The Monroe Transfer Tunnel is a pedestrian tunnel running between State and Dearborn streets under Monroe street. It provides unrestricted transfer between Monroe on the Red Line and the Blue Line station of the same name. It was constructed between 2015 and 2016, opening on September 17th, 2016. Like the Jackson, and Washington Transfer Tunnels, it provides an unrestricted 24-hour transfer, but unlike the two, numerous original and chain retailers and restaurants have set up business there, providing a place to eat during transfer or other purposes.
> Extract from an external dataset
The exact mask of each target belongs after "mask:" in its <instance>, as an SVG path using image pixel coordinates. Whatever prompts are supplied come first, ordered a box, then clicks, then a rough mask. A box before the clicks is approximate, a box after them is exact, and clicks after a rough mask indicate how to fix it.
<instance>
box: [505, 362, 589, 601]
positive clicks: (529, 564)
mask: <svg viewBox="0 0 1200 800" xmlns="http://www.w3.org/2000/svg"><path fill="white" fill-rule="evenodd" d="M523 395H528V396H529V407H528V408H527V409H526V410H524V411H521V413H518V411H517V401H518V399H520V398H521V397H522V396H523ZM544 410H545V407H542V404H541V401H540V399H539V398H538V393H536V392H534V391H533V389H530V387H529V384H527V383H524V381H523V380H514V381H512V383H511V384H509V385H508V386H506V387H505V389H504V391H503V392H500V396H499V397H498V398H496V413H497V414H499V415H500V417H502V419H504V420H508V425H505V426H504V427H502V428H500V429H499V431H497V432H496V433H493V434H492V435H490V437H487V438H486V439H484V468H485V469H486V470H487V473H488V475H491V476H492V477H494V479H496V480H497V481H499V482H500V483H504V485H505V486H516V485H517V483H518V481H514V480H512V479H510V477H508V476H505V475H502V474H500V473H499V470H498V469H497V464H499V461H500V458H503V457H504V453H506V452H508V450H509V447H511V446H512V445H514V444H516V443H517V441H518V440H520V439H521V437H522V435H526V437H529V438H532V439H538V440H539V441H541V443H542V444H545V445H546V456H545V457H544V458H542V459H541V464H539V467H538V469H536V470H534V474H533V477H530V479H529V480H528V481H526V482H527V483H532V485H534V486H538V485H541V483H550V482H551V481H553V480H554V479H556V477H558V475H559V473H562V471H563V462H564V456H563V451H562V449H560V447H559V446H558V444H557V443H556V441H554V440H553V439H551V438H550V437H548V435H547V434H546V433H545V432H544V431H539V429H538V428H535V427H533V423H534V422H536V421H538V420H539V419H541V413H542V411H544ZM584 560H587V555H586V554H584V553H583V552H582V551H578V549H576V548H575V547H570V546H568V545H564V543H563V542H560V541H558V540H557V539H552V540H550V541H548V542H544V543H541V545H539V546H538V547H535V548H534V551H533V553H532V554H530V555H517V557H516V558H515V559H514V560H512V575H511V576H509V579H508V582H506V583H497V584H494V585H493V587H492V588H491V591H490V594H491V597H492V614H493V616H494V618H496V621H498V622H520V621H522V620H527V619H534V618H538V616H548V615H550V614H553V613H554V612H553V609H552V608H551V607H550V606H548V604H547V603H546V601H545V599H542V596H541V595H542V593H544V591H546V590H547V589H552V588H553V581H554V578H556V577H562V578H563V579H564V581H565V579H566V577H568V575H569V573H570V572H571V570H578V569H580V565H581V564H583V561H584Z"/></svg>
Unlike the tunnel, these restaurants are not all open 24/7. The tunnel opened on the same day the Washington station on the Red Line, the Racine and 58th stations on the Green Line, the Green Line extension to River Forest plus the Forest Park station on the same line, and the Main and Asbury stations on the Yellow Line all opened. 9/17/16 is sometimes known as one of the biggest days of growth for the 'L' as a whole.


For the entire history of the State Street Subway, the Monroe station was the only station with an equivalent on the Dearborn Subway but had no direct connection. To create a symmetry and convenience for passengers, the CTA decided to create a transfer tunnel between Monroe on the Red Line to Monroe on the Blue Line.

The construction included a transfer tunnel between both Monroe stations' Monroe-Adams mezzanines, which would be on the upper level, and a lower level transfer tunnel between both Monroes. The Monroe-Adams mezzanines at both stations would need to be temporarily closed for this construction.

The lower level transfer tunnel would require temporary closures of both Monroe stations as well, this time full station closures. The CTA promised that if the station project went over-budget, they'd stop construction and reopen the stations, instead of keeping the project in limbo.

On July 31st, 2015, an accidental explosion under the platform resulted in more of the tunnel being widened than intended. However, the CTA had the idea to use this space instead of repairing it. They decided to convert it into a space for retailers and restaurants, much like the Chicago Pedway. They sent out bids for who would claim the retail space in the tunnel. Some local chain and original food businesses, Subway Subs, Uno's Pizzeria, and Dunkin Donuts immediately signed up.